I am encouraged to keep at it by a few things. (1) my overall average winners of 9.53 pip and average losers of 7.24 pip means that I only have to get my win rate from 34.5% to 44% to break even. (2) my “valid trades” average winner of 9.9 pip and average loser of 7.42 pip and 50% win rate produce an expected value of 1.24 pip per trade and at 20 trades a week that would be almost 25 pip.

In other words not only do I believe this is doable I also believe that it is reasonable to achieve my goal of 20 pip a week, and that is enough to scale up and live on.

So far I have been cranking out trades to acquire the data I need as fast as possible, but that has produced a tendency to overtrade, and I think perhaps I am not alone. So I soon will begin trading with real money with the hope that I will become more selective.

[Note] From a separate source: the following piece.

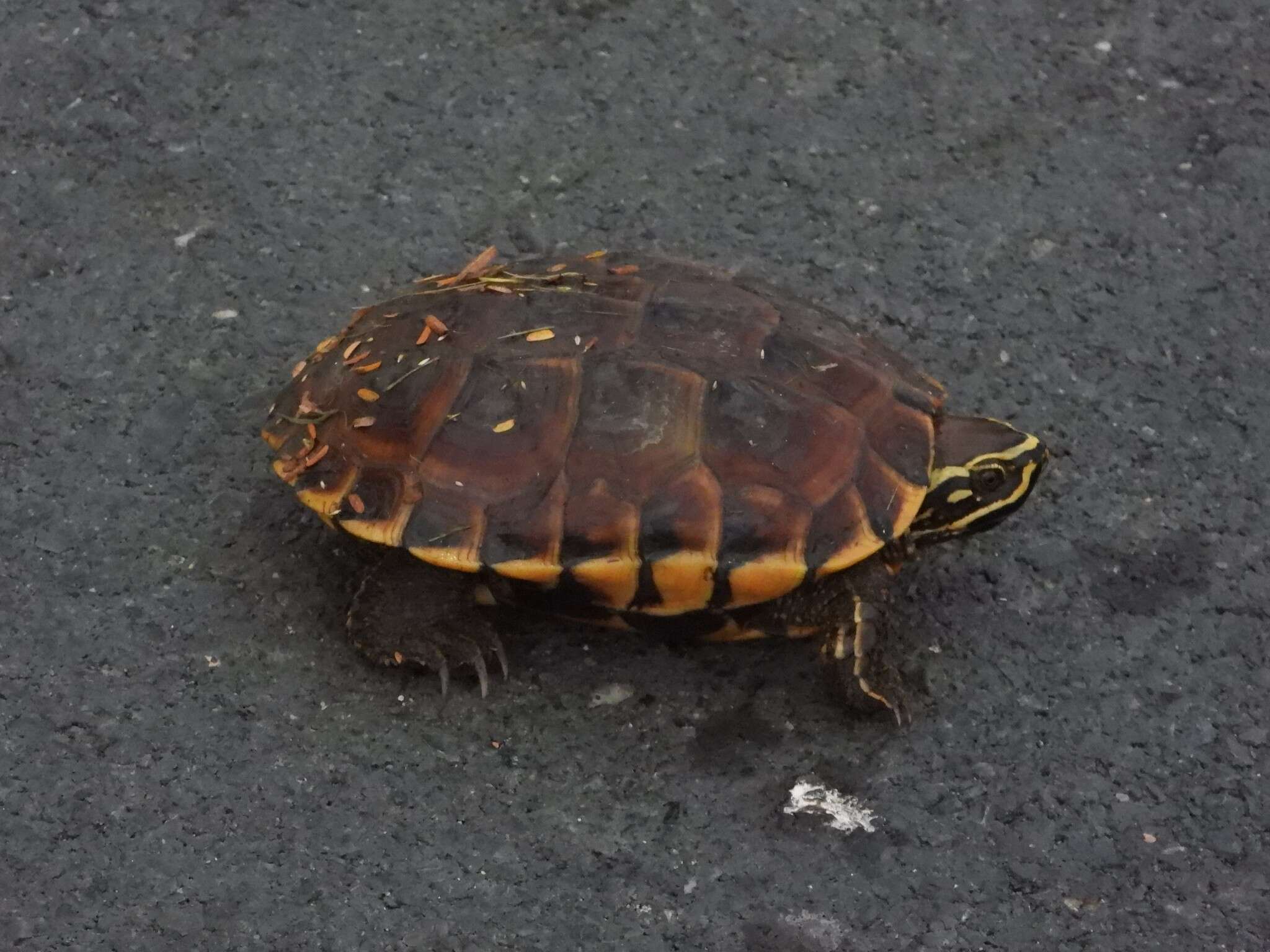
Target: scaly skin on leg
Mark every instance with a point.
(841, 614)
(409, 614)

That brings me finally to the reason for this post (other than to encourage others). With the psychological goal of being consistently profitable I have been toying with the idea of profit and loss limits. That is to say I wonder if my trading plan should instruct me to stop trading after X pip in loses or X pip in winners. There are countless variations of this and I’m not sure it is wise to even think this way. That is to say, just take what the market gives you.

For example one idea I have is that if my first trade of the day is a 10 pip winner maybe I should quit right there. After all my goal is only 20 pip for the week. Another idea is to quit trading for the week when I am either up 40 pip or down 30 pip. Or perhaps daily limits are in order?

Anyhow, does anyone care to share their thoughts on that?